Fig 1.
Overview of the study workflow.
The study workflow consists of three main stages: (1) Unsupervised construction of co-expression networks (GCN) for liver, heart and kidney transplant cohorts; (2) Comparative network analysis to identify conserved functional modules across the three organs; (3) Development and validation of a pan-organ gene signature for allograft rejection using machine learning approaches.
Table 1.
Dataset characteristics and sample distribution across transplant organs and rejection phenotypes used in this analysis. TCMR: T-cell mediated Rejection; ABMR: Antibody-mediated rejection; pABMR: Possible ABMR; pTCMR: Possible TCMR.
Fig 2.
Cross-organ network and module conservation.
(A) Venn diagram showing the overlap of network genes between liver, kidney, and heart. (B) Module similarity heatmaps showing pairwise overlaps between modules: Heart vs. Kidney, Kidney vs. Liver, and Liver vs.
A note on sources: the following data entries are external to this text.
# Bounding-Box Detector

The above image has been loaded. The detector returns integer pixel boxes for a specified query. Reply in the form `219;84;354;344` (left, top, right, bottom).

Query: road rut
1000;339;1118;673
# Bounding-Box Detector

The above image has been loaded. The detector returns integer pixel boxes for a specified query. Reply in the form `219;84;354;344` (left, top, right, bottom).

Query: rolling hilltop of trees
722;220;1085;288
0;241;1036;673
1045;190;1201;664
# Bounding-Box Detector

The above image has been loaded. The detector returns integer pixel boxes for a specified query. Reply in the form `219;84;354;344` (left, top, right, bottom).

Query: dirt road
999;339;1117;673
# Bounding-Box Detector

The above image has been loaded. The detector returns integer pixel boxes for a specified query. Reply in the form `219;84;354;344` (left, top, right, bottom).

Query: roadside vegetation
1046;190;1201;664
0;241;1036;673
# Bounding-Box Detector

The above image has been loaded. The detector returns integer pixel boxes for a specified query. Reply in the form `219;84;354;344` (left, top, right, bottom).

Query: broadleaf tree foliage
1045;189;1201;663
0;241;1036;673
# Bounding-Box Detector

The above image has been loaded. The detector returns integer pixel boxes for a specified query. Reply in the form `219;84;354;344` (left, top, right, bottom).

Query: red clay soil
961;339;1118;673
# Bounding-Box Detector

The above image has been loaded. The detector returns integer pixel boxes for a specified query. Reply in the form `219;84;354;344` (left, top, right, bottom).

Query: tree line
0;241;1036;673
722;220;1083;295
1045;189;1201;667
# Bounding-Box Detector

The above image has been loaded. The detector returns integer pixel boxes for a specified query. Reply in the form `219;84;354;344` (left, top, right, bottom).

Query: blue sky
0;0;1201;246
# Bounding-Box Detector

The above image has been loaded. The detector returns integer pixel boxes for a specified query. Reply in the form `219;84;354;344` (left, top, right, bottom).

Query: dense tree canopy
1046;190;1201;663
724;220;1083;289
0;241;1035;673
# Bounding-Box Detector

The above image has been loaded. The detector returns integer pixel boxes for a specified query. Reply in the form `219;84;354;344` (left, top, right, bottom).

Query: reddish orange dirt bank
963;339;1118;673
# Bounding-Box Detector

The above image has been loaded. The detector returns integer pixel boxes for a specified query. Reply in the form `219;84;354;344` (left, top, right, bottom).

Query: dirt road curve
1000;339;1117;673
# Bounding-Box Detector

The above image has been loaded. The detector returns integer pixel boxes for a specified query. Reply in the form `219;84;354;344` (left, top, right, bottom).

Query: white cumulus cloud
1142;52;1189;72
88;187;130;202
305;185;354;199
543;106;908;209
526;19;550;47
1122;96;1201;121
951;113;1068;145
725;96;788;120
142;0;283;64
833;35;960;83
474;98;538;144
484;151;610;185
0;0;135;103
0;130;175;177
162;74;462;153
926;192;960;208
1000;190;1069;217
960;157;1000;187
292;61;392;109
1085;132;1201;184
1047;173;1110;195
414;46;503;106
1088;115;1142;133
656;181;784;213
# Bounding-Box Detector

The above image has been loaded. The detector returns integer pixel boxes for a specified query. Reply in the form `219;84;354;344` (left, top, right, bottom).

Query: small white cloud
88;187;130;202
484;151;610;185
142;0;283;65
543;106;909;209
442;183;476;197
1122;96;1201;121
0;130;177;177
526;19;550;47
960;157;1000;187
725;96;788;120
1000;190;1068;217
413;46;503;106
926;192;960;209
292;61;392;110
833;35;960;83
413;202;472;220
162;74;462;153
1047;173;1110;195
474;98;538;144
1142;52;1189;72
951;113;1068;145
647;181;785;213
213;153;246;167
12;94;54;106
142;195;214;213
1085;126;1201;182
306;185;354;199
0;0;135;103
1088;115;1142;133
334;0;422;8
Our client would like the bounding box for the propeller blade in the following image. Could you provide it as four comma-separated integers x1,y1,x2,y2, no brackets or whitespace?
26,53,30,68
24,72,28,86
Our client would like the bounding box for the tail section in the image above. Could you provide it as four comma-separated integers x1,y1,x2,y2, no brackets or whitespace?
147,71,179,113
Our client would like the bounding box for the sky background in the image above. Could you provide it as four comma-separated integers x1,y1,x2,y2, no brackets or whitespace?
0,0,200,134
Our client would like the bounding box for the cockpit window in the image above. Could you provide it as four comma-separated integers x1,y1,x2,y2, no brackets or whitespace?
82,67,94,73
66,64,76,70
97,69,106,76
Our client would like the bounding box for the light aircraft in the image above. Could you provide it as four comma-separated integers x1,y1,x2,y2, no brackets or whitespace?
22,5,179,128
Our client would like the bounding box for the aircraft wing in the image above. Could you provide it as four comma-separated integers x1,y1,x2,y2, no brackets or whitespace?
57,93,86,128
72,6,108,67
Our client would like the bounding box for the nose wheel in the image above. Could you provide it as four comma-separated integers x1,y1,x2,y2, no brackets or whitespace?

Heart, quantified using the Jaccard index. (C) Module similarity network, where nodes represent modules (colored by tissue type) and edges are weighted by their Jaccard indices, illustrating cross-organ module conservation.
Fig 3.
Three-way conserved immune pathway subgroups.
(A) A bar graph showing the number of genes in each of the six three-way conserved subgroups (C1-C6), categorized by their functional enrichment. (B) A bar graph depicting the fold enrichment for each subgroup, highlighting the statistical significance of their conservation across liver, kidney and heart.
Fig 4.
Gene expression heatmaps of cell cycle-related genes across organs.
Heatmaps showing the expression levels of the 24-cell cycle-related genes (BC2) in heart, kidney, and liver biopsy samples.
Table 2.
Predictive performance of the six three-way conserved immune subgroups. The table reports the best classification performance achieved by each conserved immune signature (C1-C6) across three machine learning models: Random Forest (RF), Lasso Regression (Lasso), Support Vector Machine (SVM). Reported metrics include Accuracy (ACC) and Area Under the Curve (AUC), with corresponding standard deviations.
Table 3.
Benchmarking conserved gene signatures against the RATs standard. The predictive performance of different subsets of the conserved gene signature was compared with the established Rejection Associated Transcripts (RATs) panel. Accuracy (ACC) and Area Under the Curve (AUC) are reported for Random Forest models evaluated independently on the liver, heart, and kidney transplant dataset. The 95% confidence intervals (CIs) were calculated as: estimate ± 1.96 × standard error.
Fig 5.
Identification and validation of a minimal universal rejection signature.
(A) Consensus feature importance scores for the top universal biomarkers. (B) The panel showing that each gene is significantly upregulated in rejecting samples across liver, kidney, and heart, along with their overlap with the established RATs panel (shown as *). (C-E) Boxplots of module eigengene activity for the 20-gene signature in liver (C), kidney (D), and heart (E) samples, illustrating clear separation between pathological and normal groups.
Fig 6.
Stratification of lung transplant biopsies using the 20-gene conserved immune signature.
(A-B) Heatmap of z-score-normalized expression of the 20 consensus-ranked immune genes across lung transplant biopsies grouped as (A) Normal vs Pathological, (B) Normal vs pathological subgroups. (C-D) Eigengene expression (first principal component of the 20-gene set) shown for (C) Normal vs Pathological and (D) Normal vs pathological subgroups (T cell injury, inflammatory injury, rejection).